STILL GETTING COOLIDGE WRONG AFTER ALL THESE YEARS

For more than 86 years now, they still can’t get Coolidge right.

America’s 30th president has been quoted year after year with mind-numbing ignorance by newspapers and television personalities as having said that “The business of America is business.”  What he said, in that speech on January 17, 1925, was: “After all, the chief business of the American people is business.”

Omitting “after all” and “chief” makes a difference. It tells us what lazy reporters and editors didn’t want to bother telling their readers: business is not the only business of America. Heck, we can’t make things too complicated for Joe and Jane Sixpack to understand. It sounds and reads so much better without those qualifiers.

And they

also didn’t bother to add a couple of things Coolidge added to his “business” sentence. One was: “Of course the accumulation of wealth cannot be justified as the chief end of existence.”
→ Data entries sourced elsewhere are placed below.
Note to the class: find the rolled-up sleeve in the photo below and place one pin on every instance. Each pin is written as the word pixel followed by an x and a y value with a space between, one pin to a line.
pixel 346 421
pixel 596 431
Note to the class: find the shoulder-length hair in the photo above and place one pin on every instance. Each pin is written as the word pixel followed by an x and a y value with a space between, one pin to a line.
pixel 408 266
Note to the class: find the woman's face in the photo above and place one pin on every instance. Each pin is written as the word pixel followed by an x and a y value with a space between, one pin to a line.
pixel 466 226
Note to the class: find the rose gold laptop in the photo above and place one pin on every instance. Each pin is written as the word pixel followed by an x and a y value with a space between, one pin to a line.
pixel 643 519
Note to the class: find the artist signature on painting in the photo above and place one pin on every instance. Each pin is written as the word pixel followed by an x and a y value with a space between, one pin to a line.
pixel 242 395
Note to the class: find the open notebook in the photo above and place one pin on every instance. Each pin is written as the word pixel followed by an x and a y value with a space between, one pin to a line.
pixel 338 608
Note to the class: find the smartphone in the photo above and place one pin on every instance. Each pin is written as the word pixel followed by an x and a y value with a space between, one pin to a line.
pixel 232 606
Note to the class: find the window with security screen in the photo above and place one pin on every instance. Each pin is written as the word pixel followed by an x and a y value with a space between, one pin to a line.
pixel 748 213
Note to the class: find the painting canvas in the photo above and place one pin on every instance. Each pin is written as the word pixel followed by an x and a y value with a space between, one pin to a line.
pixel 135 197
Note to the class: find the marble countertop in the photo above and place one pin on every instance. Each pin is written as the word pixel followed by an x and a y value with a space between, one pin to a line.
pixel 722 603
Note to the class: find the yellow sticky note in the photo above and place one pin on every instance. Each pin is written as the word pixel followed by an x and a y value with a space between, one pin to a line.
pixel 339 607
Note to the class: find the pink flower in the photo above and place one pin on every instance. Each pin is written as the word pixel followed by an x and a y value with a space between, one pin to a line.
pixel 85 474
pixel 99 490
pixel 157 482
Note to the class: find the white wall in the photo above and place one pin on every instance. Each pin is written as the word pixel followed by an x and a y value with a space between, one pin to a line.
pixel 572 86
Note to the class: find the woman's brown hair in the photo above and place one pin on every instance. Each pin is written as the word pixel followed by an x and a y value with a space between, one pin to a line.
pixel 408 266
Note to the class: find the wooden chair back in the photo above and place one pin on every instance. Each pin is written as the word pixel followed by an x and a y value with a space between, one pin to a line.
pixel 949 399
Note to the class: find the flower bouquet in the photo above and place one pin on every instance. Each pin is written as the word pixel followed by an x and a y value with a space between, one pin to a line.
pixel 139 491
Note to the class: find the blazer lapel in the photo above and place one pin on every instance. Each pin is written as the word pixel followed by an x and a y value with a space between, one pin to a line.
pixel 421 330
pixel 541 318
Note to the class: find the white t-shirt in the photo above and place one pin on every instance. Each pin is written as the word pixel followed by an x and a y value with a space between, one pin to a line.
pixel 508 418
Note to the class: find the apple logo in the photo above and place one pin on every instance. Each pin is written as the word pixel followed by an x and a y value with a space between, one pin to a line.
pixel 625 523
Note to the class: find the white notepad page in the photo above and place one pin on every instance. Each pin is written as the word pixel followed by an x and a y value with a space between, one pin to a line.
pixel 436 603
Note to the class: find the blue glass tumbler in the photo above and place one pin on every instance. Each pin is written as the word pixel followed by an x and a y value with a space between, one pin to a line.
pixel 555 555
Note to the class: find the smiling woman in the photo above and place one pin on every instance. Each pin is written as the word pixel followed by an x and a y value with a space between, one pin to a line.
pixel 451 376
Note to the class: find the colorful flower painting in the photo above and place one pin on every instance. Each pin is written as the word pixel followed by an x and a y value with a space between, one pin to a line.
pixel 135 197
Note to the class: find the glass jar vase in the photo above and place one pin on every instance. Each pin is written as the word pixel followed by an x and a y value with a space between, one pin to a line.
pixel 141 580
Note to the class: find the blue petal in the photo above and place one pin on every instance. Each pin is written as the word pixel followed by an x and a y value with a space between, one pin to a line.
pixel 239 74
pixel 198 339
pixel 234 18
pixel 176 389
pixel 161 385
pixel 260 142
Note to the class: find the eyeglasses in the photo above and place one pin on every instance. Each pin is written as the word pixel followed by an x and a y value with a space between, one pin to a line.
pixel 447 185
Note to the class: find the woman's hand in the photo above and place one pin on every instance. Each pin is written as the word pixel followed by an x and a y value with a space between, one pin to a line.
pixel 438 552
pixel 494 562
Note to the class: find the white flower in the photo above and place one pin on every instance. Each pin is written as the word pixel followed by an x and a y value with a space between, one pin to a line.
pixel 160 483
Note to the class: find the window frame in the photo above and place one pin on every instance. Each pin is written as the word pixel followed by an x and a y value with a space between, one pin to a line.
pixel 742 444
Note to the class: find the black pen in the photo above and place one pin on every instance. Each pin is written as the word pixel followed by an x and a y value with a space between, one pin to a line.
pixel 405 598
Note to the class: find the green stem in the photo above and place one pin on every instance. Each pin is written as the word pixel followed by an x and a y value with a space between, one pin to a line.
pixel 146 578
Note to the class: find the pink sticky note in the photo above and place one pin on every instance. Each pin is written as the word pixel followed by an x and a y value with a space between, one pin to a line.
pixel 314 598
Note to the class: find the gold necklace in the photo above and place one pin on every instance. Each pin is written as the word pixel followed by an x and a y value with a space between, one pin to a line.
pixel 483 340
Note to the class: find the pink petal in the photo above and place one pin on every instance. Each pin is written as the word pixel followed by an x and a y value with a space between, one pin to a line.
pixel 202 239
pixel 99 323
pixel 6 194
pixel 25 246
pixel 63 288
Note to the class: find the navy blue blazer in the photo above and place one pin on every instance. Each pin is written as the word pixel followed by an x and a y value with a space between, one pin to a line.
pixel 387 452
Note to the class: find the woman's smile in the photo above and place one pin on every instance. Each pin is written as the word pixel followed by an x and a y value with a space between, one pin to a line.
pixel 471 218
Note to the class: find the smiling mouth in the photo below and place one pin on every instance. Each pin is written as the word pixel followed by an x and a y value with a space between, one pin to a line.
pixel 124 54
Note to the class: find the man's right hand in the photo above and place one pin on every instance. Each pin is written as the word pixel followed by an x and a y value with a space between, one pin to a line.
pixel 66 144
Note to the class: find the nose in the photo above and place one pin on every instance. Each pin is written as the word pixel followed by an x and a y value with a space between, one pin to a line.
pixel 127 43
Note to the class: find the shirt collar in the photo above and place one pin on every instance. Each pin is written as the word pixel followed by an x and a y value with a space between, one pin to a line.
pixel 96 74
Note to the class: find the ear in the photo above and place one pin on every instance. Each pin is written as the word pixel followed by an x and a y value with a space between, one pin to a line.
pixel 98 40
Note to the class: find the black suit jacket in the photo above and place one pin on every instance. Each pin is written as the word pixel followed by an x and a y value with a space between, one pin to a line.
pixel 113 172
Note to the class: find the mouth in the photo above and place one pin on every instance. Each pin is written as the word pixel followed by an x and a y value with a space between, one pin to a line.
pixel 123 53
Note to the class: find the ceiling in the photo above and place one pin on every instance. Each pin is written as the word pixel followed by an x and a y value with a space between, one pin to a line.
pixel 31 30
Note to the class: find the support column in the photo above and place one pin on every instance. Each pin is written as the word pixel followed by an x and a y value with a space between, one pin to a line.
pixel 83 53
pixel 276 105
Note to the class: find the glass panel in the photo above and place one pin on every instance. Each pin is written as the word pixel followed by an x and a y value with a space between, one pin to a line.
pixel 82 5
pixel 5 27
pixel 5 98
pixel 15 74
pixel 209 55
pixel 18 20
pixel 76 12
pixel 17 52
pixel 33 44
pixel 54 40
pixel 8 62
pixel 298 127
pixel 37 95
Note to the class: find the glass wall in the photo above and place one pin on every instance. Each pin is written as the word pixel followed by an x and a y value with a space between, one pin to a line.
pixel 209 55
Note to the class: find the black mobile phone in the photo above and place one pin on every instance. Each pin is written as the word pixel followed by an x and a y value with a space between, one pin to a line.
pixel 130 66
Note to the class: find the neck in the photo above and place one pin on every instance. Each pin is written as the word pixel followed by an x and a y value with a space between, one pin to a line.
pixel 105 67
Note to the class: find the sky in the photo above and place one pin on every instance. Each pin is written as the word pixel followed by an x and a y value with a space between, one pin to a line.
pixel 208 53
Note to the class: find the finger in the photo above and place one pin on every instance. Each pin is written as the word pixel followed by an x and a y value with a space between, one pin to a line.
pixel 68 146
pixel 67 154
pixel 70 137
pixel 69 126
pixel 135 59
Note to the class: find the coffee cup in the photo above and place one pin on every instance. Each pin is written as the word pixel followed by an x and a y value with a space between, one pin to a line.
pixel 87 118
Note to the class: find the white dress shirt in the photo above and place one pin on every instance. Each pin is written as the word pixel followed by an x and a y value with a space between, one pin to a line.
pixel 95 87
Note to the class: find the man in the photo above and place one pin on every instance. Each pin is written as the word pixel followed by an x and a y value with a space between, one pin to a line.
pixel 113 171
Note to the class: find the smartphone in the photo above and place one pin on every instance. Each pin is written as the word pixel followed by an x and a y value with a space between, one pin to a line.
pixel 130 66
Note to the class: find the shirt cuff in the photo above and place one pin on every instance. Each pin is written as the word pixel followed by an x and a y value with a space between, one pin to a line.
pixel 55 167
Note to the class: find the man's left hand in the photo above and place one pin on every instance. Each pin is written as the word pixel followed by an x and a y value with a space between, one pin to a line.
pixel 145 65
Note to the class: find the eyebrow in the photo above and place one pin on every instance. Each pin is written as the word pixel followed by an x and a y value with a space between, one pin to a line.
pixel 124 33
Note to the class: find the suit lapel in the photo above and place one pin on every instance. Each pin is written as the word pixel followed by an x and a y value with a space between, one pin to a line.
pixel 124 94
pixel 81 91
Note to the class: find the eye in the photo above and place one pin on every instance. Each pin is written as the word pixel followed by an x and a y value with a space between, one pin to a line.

You don’t want to tell them that and steer them away from their path to wealth, not even in an economy with high unemployment. The Chamber of Commerce and corporate biggies wouldn’t like that.

So Coolidge’s non-quote is repeated, as by Larry Kudlow’s headline writer in the National Review on September 10, 2010. Anybody with Google can go ahead and find more examples. Isn’t it time, by now, to get Coolidge right? Even if, at long last, just out of respect for his audience that day in 1925: the American Society of Newspaper Editors.